Five Reasons -- Wait, Six! -- to Start Considering WiMax Today

WiMax just may turn out to be exactly what IT managers need for their corporate wireless needs, particularly if more users are going mobile. (And aren't they all?) Because these mobile hotspots are the size of a city.

By Steven J. Vaughan-Nichols
Thu, May 15, 2008

CIO — It's a Wi-Fi world, but Wi-Fi has its own set of problems. Now, mobile WiMax may provide corporations with another, better way of networking the mobile workforce.

Today, everyone in the user community swears by IEEE 802.11–based wireless networks. But IT people all swear at it. The high-speed, 100Mbps-plus, 802.11n standard still hasn't been finalized; covering space adequately with PoE (power over Ethernet) 802.11g access points (APs) continues to be difficult; and it's all too easy to overrun a single AP with too many clients.

So, while Wi-Fi is far too useful to consider getting rid of, it also continues to be an IT deployment and management headache. This is why mobile WiMax, IEEE 802.16e, is beginning to catch the attention of CIOs and CTOs.
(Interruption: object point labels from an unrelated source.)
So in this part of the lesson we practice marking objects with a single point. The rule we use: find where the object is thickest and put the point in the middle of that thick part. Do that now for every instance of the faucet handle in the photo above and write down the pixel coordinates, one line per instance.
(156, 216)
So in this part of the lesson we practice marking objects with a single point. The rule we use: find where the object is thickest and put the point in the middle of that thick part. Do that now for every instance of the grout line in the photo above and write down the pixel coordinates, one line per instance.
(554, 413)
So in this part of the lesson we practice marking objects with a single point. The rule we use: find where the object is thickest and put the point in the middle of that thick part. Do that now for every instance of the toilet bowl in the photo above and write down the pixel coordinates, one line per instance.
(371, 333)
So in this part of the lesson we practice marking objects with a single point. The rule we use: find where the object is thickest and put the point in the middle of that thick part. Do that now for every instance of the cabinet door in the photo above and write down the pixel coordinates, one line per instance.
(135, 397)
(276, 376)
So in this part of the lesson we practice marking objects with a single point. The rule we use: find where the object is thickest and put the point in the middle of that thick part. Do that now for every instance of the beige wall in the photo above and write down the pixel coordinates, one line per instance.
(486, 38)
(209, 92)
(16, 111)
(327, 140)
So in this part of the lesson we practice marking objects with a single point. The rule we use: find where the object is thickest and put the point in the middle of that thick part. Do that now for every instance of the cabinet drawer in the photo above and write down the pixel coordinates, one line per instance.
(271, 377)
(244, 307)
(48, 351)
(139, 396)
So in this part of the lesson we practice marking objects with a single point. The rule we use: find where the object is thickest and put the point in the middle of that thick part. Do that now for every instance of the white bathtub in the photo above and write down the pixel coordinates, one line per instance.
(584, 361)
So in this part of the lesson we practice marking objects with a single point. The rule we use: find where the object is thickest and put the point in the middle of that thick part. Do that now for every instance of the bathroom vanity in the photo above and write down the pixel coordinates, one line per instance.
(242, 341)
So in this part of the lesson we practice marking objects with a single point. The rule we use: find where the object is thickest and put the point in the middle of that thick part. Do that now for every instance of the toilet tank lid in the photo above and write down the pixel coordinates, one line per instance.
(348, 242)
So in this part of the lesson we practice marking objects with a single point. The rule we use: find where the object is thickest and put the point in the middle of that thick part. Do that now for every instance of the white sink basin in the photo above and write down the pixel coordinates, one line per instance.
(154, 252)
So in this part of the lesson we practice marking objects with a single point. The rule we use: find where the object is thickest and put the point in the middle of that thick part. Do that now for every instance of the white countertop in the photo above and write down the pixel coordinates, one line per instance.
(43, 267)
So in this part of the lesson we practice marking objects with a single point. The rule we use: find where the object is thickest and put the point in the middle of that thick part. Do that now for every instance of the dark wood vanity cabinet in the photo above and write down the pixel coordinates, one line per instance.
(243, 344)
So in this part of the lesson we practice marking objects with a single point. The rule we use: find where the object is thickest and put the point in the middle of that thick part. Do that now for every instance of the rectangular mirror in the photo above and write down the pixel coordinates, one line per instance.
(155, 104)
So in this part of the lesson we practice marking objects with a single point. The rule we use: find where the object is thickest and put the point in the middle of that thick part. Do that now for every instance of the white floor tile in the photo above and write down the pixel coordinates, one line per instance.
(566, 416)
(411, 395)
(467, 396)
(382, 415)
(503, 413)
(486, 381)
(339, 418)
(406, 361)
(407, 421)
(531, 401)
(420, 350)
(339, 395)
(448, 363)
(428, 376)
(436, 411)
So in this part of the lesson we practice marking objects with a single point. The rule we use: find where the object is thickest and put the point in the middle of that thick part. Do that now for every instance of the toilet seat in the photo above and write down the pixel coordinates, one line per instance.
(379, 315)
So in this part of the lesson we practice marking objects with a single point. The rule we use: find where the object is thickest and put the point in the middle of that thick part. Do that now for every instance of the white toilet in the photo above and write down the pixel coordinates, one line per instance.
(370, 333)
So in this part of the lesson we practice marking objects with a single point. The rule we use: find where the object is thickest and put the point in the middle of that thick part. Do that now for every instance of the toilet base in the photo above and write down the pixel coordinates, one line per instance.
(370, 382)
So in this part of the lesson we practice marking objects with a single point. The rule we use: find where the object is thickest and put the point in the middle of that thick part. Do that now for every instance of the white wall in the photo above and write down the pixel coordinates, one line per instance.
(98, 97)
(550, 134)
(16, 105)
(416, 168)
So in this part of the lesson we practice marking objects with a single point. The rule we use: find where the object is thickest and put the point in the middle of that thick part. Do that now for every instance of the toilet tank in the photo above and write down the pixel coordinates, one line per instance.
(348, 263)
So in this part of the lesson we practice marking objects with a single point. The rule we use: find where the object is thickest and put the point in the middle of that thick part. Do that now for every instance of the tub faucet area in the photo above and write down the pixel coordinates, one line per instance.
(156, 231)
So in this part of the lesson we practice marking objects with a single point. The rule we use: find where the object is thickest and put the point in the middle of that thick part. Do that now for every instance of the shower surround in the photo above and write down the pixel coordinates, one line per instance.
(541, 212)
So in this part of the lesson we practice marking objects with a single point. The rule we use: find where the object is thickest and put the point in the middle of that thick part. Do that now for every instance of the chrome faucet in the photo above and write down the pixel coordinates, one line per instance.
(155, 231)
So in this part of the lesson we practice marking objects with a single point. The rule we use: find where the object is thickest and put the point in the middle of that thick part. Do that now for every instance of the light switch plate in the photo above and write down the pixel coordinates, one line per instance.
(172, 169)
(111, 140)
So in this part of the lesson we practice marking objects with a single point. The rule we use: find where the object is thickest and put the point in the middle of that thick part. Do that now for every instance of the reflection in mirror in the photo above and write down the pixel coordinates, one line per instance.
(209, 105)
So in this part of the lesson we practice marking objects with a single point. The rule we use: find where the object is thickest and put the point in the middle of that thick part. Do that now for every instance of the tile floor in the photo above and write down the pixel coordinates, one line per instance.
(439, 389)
Here are several good reasons to consider WiMax for your future wireless network needs.

1. Lower acquisition costs. Instead of worrying over dozens of 802.11 access points, their wiring and their power needs, you may need to install only a single Mobile WiMax AP.

One problem that the Sprint, Clearwire and the other major mobile WiMax companies are facing with their deployments is that they need gigantic Internet pipes to supply their bandwidth needs. A few T1s with their 1.554Mbps throughput don't come close to meeting their needs. A corporate WiMax network shouldn't require any more bandwidth than you're currently using.

2. Interoperability with the public WiMax networks. Sprint, Clearwire, Intel, Google, Comcast, Time Warner Cable and Brightcove Network have joined forces to create a nationwide mobile WiMax network. Your mobile users will be able to use this network, just as they now use Wi-Fi hot spots to connect with the office. But the key difference, as Xohm President and Sprint Chief Technology Officer Barry West puts it, is that the hotspots will now be the "size of a city."

3. No vendor lock-in. As Motorola's WiMax solutions marketing manager, Ben Ansell, said, "For mobile WiMax to be seen as a truly open standard, products need to be interoperable." The WiMax Forum won't certify equipment unless it interoperates, so you can be sure that equipment you buy from one vendor will work with devices you get from another company. The bottom line: You can shop on the basis of price and quality without worrying over incompatibilities.

4. Broad vendor support. Mobile WiMax is a new technology, but there's nothing so cutting edge about it that it will make you bleed IT money as you install it. This wireless technology has support from the big boys of computing: Intel, Cisco, Microsoft, Nokia and more than a hundred other major vendors.